À Singapour, la notion de luxe prend une dimension inattendue. Ici, il ne s’agit pas de posséder une Ferrari flamboyante ou une Lamborghini rugissante, mais simplement de tenir entre ses mains un volant. Dans cette cité-État dense et dynamique, chaque voiture, même ancienne, symbolise bien plus qu’un simple moyen de transport : c’est une rareté qui redéfinit les codes du prestige.
Pourquoi Singapour a fait de la voiture un privilège
Comme l’explique jeuxvideo.com, les Certificates of Entitlement, mis en place en 1990, répondent à un but clair. Réduire la congestion et les émissions. Sans COE, impossible d’immatriculer une voiture. Le droit est limité, valable dix ans, et alloué aux enchères. La ville organise deux sessions par mois. Chaque lot attire bien plus de demandes que d’offres.
Au cours actuel, un COE dépasse souvent 70 000 euros. Cette barrière filtre les usages non essentiels. La règle protège l’espace, l’air, et les priorités. Elle renchérit aussi la vie mobile. Après l’enchère, il faut encore acheter le véhicule. Le rêve auto devient un calcul froid.
Addition faite, une petite citadine peut franchir les 100 000 euros. À Singapour, ce prix change le sens du mot luxe. Le volant devient un signe social. Le COE n’interdit rien. Il cadence l’accès et arbitre la rareté. Moins de voitures, plus d’efficacité sur un territoire serré.
Des coûts réels qui redéfinissent le statut à Singapour
Exemple parlant. En 2020, l’agent d’assurances Andre Lee achète une Kia Forte de 2010. Il paie 24 000 dollars, soit environ 20 600 euros. Le prix atteint près de cinq fois celui observé aux États-Unis. L’objectif est simple. Soigner l’image auprès des clients et signer plus vite.
Trois ans plus tard, il revend. L’entretien, le carburant et le stationnement deviennent trop lourds. L’assurance grimpe avec la puissance. Les tarifications routières s’ajoutent quand il traverse les axes chargés. Même avec un bon salaire, la charge devient trop lourde. Le prestige cède face aux coûts qui reviennent chaque mois.
La cheffe d’entreprise Su-San ne dit pas autre chose. Elle débourse 150 000 dollars pour une Mercedes-Benz, dont 60 000 pour le COE. Le raisonnement tient en une phrase. Je paie pour la commodité. À Singapour, chaque minute gagnée a un prix très concret.

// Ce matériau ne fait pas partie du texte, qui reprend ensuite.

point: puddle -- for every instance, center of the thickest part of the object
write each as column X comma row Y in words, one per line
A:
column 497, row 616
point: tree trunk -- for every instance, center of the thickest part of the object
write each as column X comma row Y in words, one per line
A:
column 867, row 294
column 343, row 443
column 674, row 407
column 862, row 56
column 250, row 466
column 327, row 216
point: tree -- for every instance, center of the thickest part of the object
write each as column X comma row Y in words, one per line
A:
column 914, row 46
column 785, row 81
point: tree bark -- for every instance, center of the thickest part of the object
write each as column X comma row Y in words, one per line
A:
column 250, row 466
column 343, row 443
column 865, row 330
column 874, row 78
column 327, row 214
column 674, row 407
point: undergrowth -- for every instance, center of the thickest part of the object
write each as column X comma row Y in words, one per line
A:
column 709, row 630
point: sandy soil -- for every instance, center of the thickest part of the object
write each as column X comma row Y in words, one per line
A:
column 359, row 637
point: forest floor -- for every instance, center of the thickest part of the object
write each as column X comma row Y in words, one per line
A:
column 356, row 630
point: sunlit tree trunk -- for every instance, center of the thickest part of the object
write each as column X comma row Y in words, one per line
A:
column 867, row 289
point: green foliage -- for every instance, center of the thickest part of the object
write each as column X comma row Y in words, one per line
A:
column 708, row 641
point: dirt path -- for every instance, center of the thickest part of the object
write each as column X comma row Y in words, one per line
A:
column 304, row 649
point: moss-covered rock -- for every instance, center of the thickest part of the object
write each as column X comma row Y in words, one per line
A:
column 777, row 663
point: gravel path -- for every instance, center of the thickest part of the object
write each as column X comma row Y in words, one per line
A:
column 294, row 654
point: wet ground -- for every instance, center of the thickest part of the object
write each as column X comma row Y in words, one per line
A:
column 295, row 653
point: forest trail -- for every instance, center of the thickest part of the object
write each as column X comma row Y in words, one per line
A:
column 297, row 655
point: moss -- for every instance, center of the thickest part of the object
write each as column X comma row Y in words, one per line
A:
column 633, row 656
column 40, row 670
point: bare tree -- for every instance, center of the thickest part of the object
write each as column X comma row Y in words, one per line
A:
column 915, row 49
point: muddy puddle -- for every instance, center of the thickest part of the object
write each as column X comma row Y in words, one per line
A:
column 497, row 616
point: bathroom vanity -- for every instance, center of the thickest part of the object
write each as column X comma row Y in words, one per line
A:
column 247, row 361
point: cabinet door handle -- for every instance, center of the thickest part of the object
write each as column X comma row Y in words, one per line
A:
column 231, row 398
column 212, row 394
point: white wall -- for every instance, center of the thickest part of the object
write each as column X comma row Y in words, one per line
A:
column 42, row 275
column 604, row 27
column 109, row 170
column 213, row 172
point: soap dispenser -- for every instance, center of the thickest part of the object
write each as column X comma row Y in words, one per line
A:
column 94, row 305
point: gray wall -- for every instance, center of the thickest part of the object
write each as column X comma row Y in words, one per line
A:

Des transports publics solides qui portent le choix collectif
La cité-État compte 5,9 millions d’habitants sur une île plus petite que New York. Le réseau routier ne peut absorber une marée de voitures. On compte 11 voitures pour 100 habitants. En Europe, le ratio tourne autour de 56 à 57. Aux États-Unis, il dépasse 80.
Moins de voitures signifie des rues plus fluides et des trajets plus rapides pour les secours. Les trottoirs gagnent en espace. La pollution carbone recule avec le bruit. Le métro coûte moins de 2 SGD, soit environ 1,60 euro. L’application Grab rend le taxi abordable et disponible. Les besoins essentiels restent couverts au quotidien.
Sur dix ans, l’État investit fort. De nouvelles lignes de métro sortent de terre. Mille bus arrivent, avec deux cents trains supplémentaires. Quatre foyers sur cinq vivent à moins de dix minutes d’une station. Renoncer à la voiture ne bloque pas la vie. À Singapour, le système rend ce choix viable.
Ce que cette stratégie dit du luxe urbain aujourd’hui
Ailleurs, les villes agissent sans copier le modèle. Mexico freine par numéro de plaque. Londres et Stockholm facturent l’accès au centre. New York s’y met cette année. Ce choix exige des dépenses massives et un contrat social clair. Personne ne va aussi loin, par coût, par culture, et par équité.
Ici, le luxe change de visage. Posséder une voiture, même ancienne, reste l’ultime exception désirable. À Singapour, l’auto ordinaire se transforme en symbole de réussite, plus rare qu’un badge de prestige.